Corresponding author: Zhi-Gang Zheng, MD, Chief, Professor, Department of Ophthalmology, The Quzhou Affiliated Hospital of Wenzhou Medical University, Quzhou People’s Hospital, No. 100 Minjiang Avenue, Quzhou 324000, Zhejiang Province, China. zhengzhigang0710@wmu.edu.cn
Received: January 7, 2026 Revised: February 22, 2026 Accepted: March 20, 2026 Published online: April 26, 2026 Processing time: 103 Days and 18 Hours
Abstract
Irreversible degeneration of retinal neurons and the retinal pigment epithelium is a major cause of vision loss, and current pharmacological or surgical treatments seldom rebuild lost tissue, placing stem cell-based regeneration at the center of therapeutic exploration. Retinal progenitor cells, Müller glia (MG)-derived progenitors, pluripotent stem cell-derived retinal pigment epithelium and photoreceptors, and emerging human retinal stem cell candidates together provide a diverse cellular repertoire whose behavior is governed by tightly coordinated fate-control mechanisms. Enabled by single-cell and spatial multi-omics in developing human retina and retinal organoids, these mechanisms can now be mapped at unprecedented resolution, revealing how distinct lineage trajectories and molecular states arise. This review synthesizes a multilayered framework of fate regulation encompassing the diversity and plasticity of embryonic progenitors, MG-derived progenitors, ciliary margin-like cells and putative adult retinal stem cells, and examines how transcription factor hierarchies, epigenetic landscapes, and non-coding RNAs interact with translational, metabolic and inflammatory cues to shape competence windows and photoreceptor vs inner retinal fates in development and disease. These insights are then connected to next-generation regenerative strategies, including engineered retinal organoids and sheets, MG reprogramming, and rational combinations of gene and cell therapies designed to precisely steer cell identity, maturation and circuit integration. By framing retinal regeneration within this multilayered control paradigm, we highlight key challenges for clinical translation and outline how targeted manipulation of fate-regulatory networks may accelerate the development of safe and effective stem cell therapies for blinding retinal disorders.

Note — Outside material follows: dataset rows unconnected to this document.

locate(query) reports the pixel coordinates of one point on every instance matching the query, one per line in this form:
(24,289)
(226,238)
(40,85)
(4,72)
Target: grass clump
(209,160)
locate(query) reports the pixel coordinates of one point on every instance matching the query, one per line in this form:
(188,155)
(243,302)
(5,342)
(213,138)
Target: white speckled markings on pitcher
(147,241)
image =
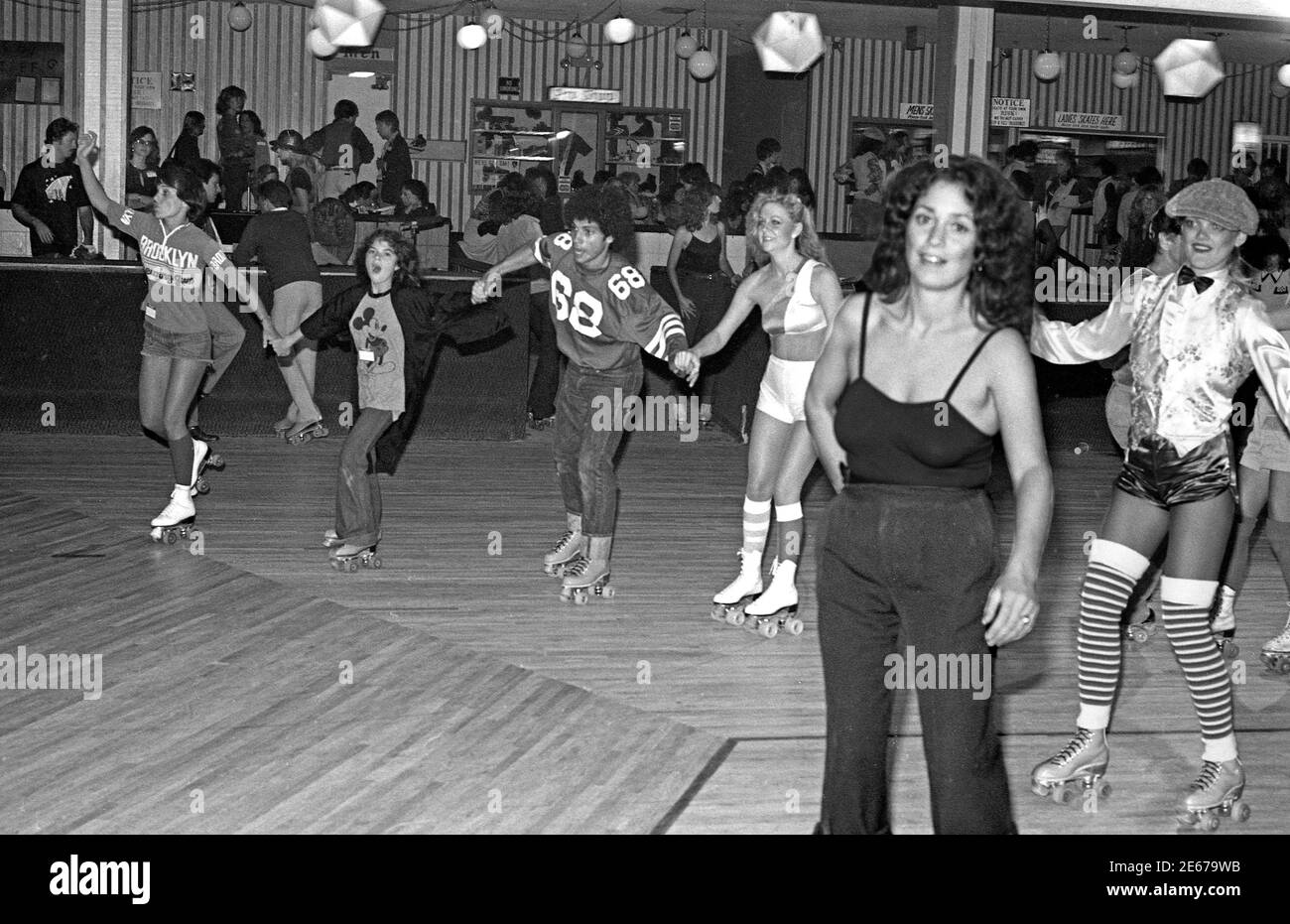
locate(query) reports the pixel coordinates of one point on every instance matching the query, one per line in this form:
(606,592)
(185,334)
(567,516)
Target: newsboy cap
(1217,200)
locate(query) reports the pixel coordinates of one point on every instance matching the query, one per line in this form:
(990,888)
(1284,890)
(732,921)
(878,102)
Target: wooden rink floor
(475,699)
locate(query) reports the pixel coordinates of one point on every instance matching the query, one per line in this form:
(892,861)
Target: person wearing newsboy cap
(1195,335)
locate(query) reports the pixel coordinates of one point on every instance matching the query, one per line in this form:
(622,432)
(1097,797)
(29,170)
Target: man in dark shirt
(395,160)
(342,147)
(50,198)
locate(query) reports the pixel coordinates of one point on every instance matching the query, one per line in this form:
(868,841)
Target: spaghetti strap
(864,330)
(970,360)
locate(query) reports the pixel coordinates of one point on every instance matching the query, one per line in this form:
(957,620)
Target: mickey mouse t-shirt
(379,343)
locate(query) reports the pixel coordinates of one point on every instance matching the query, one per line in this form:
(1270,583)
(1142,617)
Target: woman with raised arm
(176,338)
(916,381)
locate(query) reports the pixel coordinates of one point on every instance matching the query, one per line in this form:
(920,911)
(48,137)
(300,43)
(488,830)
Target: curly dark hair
(609,207)
(692,205)
(405,273)
(1002,286)
(188,188)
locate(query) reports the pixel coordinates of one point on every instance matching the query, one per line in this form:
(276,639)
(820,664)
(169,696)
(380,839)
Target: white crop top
(800,313)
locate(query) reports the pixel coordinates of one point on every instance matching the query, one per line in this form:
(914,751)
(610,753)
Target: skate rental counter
(71,334)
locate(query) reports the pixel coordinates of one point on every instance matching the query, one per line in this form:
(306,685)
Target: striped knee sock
(1113,570)
(1186,605)
(756,524)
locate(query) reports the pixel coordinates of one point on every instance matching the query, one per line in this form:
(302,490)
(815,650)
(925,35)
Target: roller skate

Core Tip: Retinal degeneration is a structural failure that cannot be reversed by pathway modulation alone. Leveraging single-cell and spatial multi-omics from human retina and organoids, this review defines a multilayer fate-control paradigm - transcriptional instruction, epigenetic permission, and metabolic/inflammatory execution - that governs competence windows and photoreceptor vs inner-retinal outcomes. We compare major regenerative cell sources (retinal progenitors, Müller glia, ciliary marginal zone-like candidates, and human pluripotent stem cell-derived retinal pigment epithelium/ photoreceptors) and translate atlas insights into actionable engineering strategies, including organoid benchmarking, staged reprogramming, and rational gene + cell combinations to enhance maturation and circuit integration.